Last Tuesday, Patrick Harker, president of Philadelphia Fed, spoke about the impacts of AI on fintech and the economy. Abigail Bao/ Business Manager
Last Tuesday, Patrick Harker, the president and chief executive officer of the Federal Reserve Bank of Philadelphia (Philadelphia Fed), spoke about the impacts of AI on financial technology (fintech) and the economy.
The net economic effects of AI are a focus area of the Federal Reserve Bank’s attention. The job of the Philadelphia Fed extends beyond just adjusting the interest rate – its main goal is to stabilize prices and maximize employment. How transformative AI technology affects the social infrastructure and the resulting impacts on economic growth potential are key questions the Philadelphia Fed aims to investigate and formulate public policies around.
A more efficient payment system is one of the most revolutionary changes that can be fueled by AI technology in the fintech area. However, Harker says, “we have to look at questions of whether these [applications], even in their created efficiencies, actually provide consumers with end-user benefits.” Harker believes this question is still unsettled, pointing to research found in “The Great Reversal,” a book by economist Thomas Philippon.
“The cost to the consumer remains roughly constant at two percent, which creates a puzzle,” Harker says. “If we have so much more invested in the intermediary systems in the name of efficiency and speed of the financial system, why does the cost on the consumer end remain so steady?”
The disproportionate benefits of AI, as revealed by a study on payment solutions, shed doubt on the real economic benefit of financial technology advancements. Dr. Harker further talked about how AI technology could reinforce structural inequalities. For instance, a potential application of AI can be evaluating housing applicants by filtering out the personal attributes that should not be taken into consideration in the decision process. However, “even here we found a challenge, algorithms are not perfect, errors and input can exacerbate biases that can fan out across multiple applicants.” In other words, the usage of AI can cause more severe economic inequalities by having data inputs that are already biased.
When it comes to research, the impact of AI appears to be more positive and optimistic, in contrast to the uncertain effects on the economy. The most profound impact of AI is in the area of data analysis — it greatly expands the capacity of research endeavors by allowing researchers to deploy massive unstructured historical data accumulated over a span of more than a hundred years instead of decades when developing economic models.

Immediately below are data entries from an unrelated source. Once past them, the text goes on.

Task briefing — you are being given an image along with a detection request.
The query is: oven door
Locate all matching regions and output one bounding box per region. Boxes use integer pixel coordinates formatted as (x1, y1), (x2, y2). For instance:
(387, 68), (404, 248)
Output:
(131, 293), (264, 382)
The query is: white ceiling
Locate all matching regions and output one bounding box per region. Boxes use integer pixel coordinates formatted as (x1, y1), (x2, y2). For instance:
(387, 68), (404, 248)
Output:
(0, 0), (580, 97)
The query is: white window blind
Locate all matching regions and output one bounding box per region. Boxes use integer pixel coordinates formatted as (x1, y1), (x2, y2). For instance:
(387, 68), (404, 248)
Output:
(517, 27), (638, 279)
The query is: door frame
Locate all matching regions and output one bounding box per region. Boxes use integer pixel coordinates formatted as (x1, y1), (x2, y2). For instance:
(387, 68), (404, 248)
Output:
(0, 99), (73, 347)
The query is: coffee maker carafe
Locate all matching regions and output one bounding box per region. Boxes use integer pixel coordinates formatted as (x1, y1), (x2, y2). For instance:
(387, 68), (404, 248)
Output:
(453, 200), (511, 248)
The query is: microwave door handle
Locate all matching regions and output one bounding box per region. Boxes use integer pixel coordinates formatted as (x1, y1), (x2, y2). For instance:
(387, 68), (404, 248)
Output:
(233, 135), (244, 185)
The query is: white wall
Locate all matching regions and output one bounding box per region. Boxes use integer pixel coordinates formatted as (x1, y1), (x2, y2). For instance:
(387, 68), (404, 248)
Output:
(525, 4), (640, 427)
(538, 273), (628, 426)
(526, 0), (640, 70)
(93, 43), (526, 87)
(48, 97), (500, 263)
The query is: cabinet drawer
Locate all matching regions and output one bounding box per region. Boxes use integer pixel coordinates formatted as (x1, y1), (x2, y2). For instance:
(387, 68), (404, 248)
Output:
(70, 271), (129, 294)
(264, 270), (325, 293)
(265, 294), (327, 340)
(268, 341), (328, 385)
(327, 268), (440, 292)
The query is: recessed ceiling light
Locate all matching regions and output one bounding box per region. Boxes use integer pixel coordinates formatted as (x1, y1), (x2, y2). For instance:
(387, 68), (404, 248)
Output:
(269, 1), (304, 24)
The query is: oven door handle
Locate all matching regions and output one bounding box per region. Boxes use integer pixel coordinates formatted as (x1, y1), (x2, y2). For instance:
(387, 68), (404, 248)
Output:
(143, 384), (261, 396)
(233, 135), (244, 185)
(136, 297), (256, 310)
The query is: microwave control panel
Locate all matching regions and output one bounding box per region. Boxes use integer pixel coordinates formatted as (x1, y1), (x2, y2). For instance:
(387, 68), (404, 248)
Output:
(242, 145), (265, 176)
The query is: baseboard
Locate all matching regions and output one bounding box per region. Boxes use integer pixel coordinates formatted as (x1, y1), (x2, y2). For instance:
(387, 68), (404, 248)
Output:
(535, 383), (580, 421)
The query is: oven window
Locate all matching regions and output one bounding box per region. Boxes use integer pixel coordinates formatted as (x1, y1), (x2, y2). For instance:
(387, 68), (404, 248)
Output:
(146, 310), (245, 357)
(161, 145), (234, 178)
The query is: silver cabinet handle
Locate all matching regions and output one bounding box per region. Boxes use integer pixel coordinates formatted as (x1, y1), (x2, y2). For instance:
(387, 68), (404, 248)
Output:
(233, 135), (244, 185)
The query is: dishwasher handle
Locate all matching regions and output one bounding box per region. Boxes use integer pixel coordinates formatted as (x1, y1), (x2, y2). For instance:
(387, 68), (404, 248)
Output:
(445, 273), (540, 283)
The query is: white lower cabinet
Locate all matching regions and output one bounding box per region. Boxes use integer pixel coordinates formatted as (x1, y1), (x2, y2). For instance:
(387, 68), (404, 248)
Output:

The Center for the Restoration of Economic Data exemplifies research endeavors that employ advanced AI technology. As “small decisions can generate ripple effects,” AI technology can help to capture events that trigger nuanced and persistent impacts, but are often overlooked by human eyes. For example, in housing, Philadelphia Fed senior advisor and research fellow Larry Santucci and his team developed a housing map that traced the growth and spread of racial covenants — clauses in property deeds that prohibit the purchase and occupation of a property based on race — in Philadelphia. Although such racial covenants were outlawed in 1968, their rippling effects spread across the economic landscape, so much so that now, Philadelphia remains the nation’s poorest large city. Increasing the scope and magnitude of data in economic studies helps to fill blind spots in understanding how the economy and market evolved.
A key takeaway from the lecture is that efficiencies and advancements in some areas do not always bring net positive economic impacts. In today’s fast-changing world, the ability to constantly adjust and learn is the only certain solution to facing challenges brought by changing technology.